Funding
16 October 2024
We are grateful for the funding provided by Open Philanthropy for our new project! Here is our proposal.
We will conduct a test of LLM’s ability to determine whether claims about social and behavioural science phenomena are true or false. We operationalize this question by investigating whether LLMs can assess a scientific paper and test whether the primary findings reproduce successfully. This operationalization of a fundamental capability has numerous virtues:
● It is hard, even for humans ● It is possible, even for humans ● It is a real-world task for scientists and policymakers ● It is feasible to obtain ground truth evidence for accuracy ● It is possible to investigate systematic bias in false positives and false negatives ● LLM performance can be compared to the performance of human-only and human-machine teams
Institute for Replication (I4R) has existing research, infrastructure, workflows, and financial support that this effort could leverage directly to accelerate progress on evaluating LLM capabilities on this real-world task. I4R is currently reproducing and replicating 250 studies per year published in leading social science journals, thanks to financial support from Open Philanthropy. I4R organizes up to 2 monthly Replication Games (RGs) all over the world. These events are modeled after hackathons) and are open to faculty, post-docs, graduate students and other researchers. Participants join a small team and are asked to first computationally reproduce the results, and detect coding errors, in a published paper or study in their field of interest. During previous RGs, many coding errors have been uncovered which sometimes drastically change the conclusions of the original studies. See, for instance, this report written by a team who participated in a RG: https://econpapers.repec.org/paper/zbwi4rdps/20.htm. As of now, LLMs have not been used by any of our participants.

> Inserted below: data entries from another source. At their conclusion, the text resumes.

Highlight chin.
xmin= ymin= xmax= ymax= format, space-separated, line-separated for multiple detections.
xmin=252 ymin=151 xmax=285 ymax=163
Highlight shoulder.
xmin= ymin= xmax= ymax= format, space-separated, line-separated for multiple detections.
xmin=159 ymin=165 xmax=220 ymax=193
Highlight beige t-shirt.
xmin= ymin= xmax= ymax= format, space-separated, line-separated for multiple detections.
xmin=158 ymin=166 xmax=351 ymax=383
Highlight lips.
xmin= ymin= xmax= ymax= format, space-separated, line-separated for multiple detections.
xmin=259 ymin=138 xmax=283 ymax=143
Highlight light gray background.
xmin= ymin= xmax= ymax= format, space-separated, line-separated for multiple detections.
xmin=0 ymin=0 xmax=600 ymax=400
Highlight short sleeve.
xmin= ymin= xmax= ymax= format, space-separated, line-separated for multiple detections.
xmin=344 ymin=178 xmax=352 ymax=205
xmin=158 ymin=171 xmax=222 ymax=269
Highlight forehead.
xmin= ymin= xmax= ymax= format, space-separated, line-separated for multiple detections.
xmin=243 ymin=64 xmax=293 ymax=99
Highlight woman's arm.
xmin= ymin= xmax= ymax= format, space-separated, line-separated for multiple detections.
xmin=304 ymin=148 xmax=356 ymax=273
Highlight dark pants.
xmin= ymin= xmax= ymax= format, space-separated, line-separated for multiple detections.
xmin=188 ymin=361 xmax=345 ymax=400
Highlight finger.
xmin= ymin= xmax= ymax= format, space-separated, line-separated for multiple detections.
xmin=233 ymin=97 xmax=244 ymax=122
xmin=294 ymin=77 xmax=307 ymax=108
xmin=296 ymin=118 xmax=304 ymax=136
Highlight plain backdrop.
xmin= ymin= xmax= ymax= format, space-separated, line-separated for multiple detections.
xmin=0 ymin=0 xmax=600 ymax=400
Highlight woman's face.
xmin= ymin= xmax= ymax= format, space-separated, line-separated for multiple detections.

As a pilot, the next Replication Games in Toronto (February 2024) will involve randomly separating the teams into one of three treatment arms: human-only (who do not use LLMs), human-machine (who get the possibility to use LLMs), and machine with restricted human input (who have to use LLMs exclusively). Participants in the human-machine and machine with restricted human input teams will receive a short LLMs training offered by I4R collaborators and the University of Toronto. Teams will be asked to detect coding errors, discrepancies between the codes and the article, computationally reproduce the results using the same software as the authors and another language, and conduct robustness checks. The three arms will be assigned the same study for which we know there are major coding errors. These errors will be identified in regular (humans-only) RGs and won’t be publicly disclosed until after the event. We are seeking support to run more RGs following this model.
Reproduction success is one of the most readily available and empirically grounded methods to establish ground truth. We believe that assessing reproducibility offers an ideal context to advance the assessment of LLMs sensitivity to the credibility of claims about social and behavioural science phenomena. Moreover, our proposal also offers the possibility of testing LLM performance on different levels of task complexity: reproducibility is, in principle, determinable directly by the evaluation of the paper and underlying data; robustness is determinable indirectly by the evaluation of the paper and reuse of the underlying data by making reasonable alterations to the analysis pipeline; and detecting (known) coding errors is determinable directly from the code without knowledge of the study. LLMs may perform perfectly on easy reproduction assessments (for example, detecting minor errors in original papers) and only moderately on robustness assessments and complex coding errors. Variation in the performance across these indicators will be revealing about what aspects of the overall credibility assessment process are amenable to automation.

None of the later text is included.